The same day White’s article ran, Kelleher wrote:
“Only in the warped, distorted, Alice-in-Wonderland world of Wall Street would one think ‘Washington went to war against big Wall Street banks’ or that ‘Washington won [the war] in a blowout,’ as said today in a Politico article . . .

It may be counterintuitive, but the article reflects a fairy tale Wall Street loves to push. Not only that they have been picked on and been under/are under enormous pressure (almost all unfair, undeserved and counterproductive) by US and global regulators, politicians and policy makers, but, hey, they’ve lost and Washington won, so, ease up. No need to take any further action against the ginormous global too-big-to-fail banks that are bigger, more interconnected and dangerous than they were before the last crisis that they caused. No. Enough’s been done.

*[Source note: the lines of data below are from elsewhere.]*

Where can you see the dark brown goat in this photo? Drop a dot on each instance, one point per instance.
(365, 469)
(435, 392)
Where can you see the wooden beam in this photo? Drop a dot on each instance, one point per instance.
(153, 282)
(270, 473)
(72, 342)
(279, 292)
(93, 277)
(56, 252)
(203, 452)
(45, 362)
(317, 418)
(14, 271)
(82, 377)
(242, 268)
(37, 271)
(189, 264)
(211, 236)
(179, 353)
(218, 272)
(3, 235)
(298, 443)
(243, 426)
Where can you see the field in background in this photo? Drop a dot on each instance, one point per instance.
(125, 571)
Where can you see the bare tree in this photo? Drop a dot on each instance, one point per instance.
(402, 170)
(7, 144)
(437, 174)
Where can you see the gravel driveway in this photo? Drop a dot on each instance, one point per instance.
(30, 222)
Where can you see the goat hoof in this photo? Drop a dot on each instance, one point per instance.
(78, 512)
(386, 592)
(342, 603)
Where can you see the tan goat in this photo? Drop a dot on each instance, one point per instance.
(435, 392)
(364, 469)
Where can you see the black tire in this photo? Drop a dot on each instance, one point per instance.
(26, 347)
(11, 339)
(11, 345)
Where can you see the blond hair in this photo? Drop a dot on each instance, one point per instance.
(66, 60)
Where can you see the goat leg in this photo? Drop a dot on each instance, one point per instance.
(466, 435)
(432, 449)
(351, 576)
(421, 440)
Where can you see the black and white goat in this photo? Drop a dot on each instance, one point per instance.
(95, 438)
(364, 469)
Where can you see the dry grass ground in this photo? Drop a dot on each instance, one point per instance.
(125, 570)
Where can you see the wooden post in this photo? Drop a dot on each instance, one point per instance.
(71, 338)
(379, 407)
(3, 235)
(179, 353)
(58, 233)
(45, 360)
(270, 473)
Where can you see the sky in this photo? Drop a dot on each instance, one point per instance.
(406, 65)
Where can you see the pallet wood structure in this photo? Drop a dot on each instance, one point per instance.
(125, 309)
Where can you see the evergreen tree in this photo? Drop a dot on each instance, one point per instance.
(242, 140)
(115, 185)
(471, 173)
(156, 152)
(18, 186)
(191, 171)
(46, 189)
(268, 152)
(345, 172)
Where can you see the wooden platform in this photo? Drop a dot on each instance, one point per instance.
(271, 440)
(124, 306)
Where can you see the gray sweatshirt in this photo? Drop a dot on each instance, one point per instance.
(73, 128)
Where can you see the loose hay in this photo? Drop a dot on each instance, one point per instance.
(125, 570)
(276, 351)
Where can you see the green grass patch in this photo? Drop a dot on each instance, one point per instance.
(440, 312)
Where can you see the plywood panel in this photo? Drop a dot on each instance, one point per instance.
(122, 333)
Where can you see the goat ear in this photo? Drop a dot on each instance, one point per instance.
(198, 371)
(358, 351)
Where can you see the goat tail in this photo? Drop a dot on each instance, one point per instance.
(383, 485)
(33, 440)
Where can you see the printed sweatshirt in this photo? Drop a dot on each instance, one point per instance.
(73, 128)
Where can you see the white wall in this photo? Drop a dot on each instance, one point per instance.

“Indeed, according to the article, the war is over. The American people should move on to other things. Washington should declare victory and return to its past practices of coddling the beaten Wall Street banks and cashing their campaign contribution checks. Nothing to do or see here.”
Barry Ritholtz of The Big Picture blog, Bloomberg View columnist and money manager tweeted White’s article. The first response asked if the article was a joke. Ritholtz responded: “I prefer to think of it as an alternative reality. Think Philip K Dick’s ‘Man in the High Castle.’ ”  (The reference is to a science fiction work based on a totalitarian America replete with confusion over true and false realities.)
Even Yahoo Finance got into the act with Deirdre Hughes posting the question: “Do you think Washington beat Wall Street?” along with excerpts from White’s article. Thus far there are 58 comments with the word “propaganda” appearing multiple times.
One commenter writes:
“Propaganda. Washington caved using taxpayer money to fund continuous QEs that all went to Wall Street as a pay out, not main street. Wall Street is bigger and richer than ever. However main street is not allowed to participate in the profits only the losses (private profits vs. socialized losses). In return Wall Street funded political campaigns and screwed borrowers and savers alike. Getting money from the Fed at 0.001 (paying savers the same) and making borrowers pay 4.5 to 20% on credit cards and loans. Not only are the savers screwed but so are their children, workers, stores and restaurants they used to frequent. No[t] to mention stagnant or no wages and run away inflation on practically everything. Great job Mr. Pres and congress!”
White is no Johnny-come-lately to the Wall Street beat. According to his official bio, prior to joining Politico in 2009, White worked as a Wall Street reporter for the New York Times. From 2005 to 2007, he was a Wall Street correspondent at the Financial Times. Before that he was with the Washington Post in various capacities.
White drops a clue in the article as to whom or what might be fueling this new-think. White says Hamilton Place Strategies, a D.C. consulting firm, is “working with banks on image repair.” The web site for Hamilton Place Strategies says it “brings experience and issue expertise to bear for managing media…” Should media be managed? It also says it “shapes the way people and policy makers think about issues and ideas. We bring decades of experience and relationships with leading thought leaders and journalists in Washington and around the world.” And, finally, it notes that it has monitoring techniques “to measure the effectiveness of a communications strategy.”
If flipping the Time magazine cover story of “How Wall Street Won” on its head was somebody’s goal here, it should be duly noted by the media managers that this was a major bust.